Saturday, January 23, 2010

Citation du 24 janvier 2010

[Dans] cette crise d’insurmontable angoisse (…), il s’agissait toujours d’une prise de conscience suraiguë, intolérable, de la fragilité du bonheur humain, du destin mortel de ce que les mortels appellent précisément « le bonheur », dont la nature est d’être toujours compromis.

Claude Lanzmann – Le lièvre de Patagonie (p.277-278)

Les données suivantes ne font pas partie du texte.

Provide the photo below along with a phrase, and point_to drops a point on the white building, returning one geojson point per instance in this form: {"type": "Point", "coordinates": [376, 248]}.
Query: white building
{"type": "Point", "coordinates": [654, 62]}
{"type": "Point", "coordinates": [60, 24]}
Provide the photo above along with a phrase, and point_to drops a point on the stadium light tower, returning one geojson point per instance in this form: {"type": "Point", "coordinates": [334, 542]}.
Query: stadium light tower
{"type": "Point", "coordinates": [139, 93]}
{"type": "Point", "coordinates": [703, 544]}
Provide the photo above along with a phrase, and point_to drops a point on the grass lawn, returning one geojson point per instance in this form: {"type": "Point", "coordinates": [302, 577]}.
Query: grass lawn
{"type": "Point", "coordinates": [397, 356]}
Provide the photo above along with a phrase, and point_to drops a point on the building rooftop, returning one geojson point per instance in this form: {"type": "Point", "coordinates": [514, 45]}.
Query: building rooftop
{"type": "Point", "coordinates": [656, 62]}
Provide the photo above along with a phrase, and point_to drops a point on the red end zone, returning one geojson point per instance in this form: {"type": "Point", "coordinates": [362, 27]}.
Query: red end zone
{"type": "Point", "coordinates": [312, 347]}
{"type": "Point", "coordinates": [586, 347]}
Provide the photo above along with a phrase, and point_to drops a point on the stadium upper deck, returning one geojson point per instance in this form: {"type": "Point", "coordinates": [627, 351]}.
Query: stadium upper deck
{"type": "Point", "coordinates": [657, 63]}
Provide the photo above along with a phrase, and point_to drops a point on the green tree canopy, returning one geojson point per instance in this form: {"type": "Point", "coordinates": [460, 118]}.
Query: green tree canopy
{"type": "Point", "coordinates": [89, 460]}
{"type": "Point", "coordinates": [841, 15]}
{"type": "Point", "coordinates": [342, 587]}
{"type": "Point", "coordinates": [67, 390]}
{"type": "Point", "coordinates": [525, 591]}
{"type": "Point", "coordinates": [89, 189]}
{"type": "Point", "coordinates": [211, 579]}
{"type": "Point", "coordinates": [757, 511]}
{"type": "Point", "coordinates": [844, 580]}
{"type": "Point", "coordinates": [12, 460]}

Le bonheur est l’état dans le monde d’un être raisonnable, à qui, dans tout le cours de son existence, tout arrive suivant son souhait et sa volonté.

Kant - Critique de la raison pratique (Livre II, chapitre V, §V)

Il faut imaginer Sisyphe heureux.

Camus – Le mythe de Sisyphe (voir également ici)


La femme prise d’une crise d’insurmontable angoisse n’est autre que Simone de Beauvoir (alias le Castor (1)) lorsqu’elle reprend conscience que rien n’est acquis définitivement : Sartre mourra avant elle et Claude Lanzmann (son bien-aimé de l’époque) la quittera un jour – comme elle l’avait pourtant prévu dès le début de leur liaison… C’est qu’en fait, comme le souligne Kant, l’exigence de bonheur est intimement liée au souhait qu’il dure indéfiniment.

Je ne cherche pas aujourd’hui à philosopher sur le bonheur, accessible seulement dans l’illusion puisque dans l’existence humaine tout a une fin, mais plutôt sur l’impuissance de la raison même chez les philosophes à gouverner l’affectivité.

Déjà, Pascal ironisait sur le vertige du philosophe (voir ici) ; mais l’exemple du désespoir du Castor montre combien la lucidité du sage reste en-deça de sa vie.

A quoi sert la science qui nous dit que rien ne dure indéfiniment, que l’avenir n’est pas écrit sauf en ce qui concerne notre mort et celle de nos proches ? Si la seule certitude que nous ayons est celle de nos malheurs, cette certitude aide-t-elle à mieux vivre ? Les sanglots du Castor sont là pour nous le rappeler : le seul bonheur qui nous soit accessible est dans la révolte.

Car, comme le disait Camus, il faut imaginer Sisyphe heureux. (2)


(1) Ce surnom lui aurait été attribué par ses camarades de promotion – avant même qu’elle ne rencontre Sartre – parce qu’elle était une travailleuse acharnée, comme le sont les castors, et que cet animal se nomme en anglais beaver, qui sonne comme Beauvoir.

(2) Aucun commentaire ne remplacera jamais la lecture des textes essentiels – comme l’est celui-ci.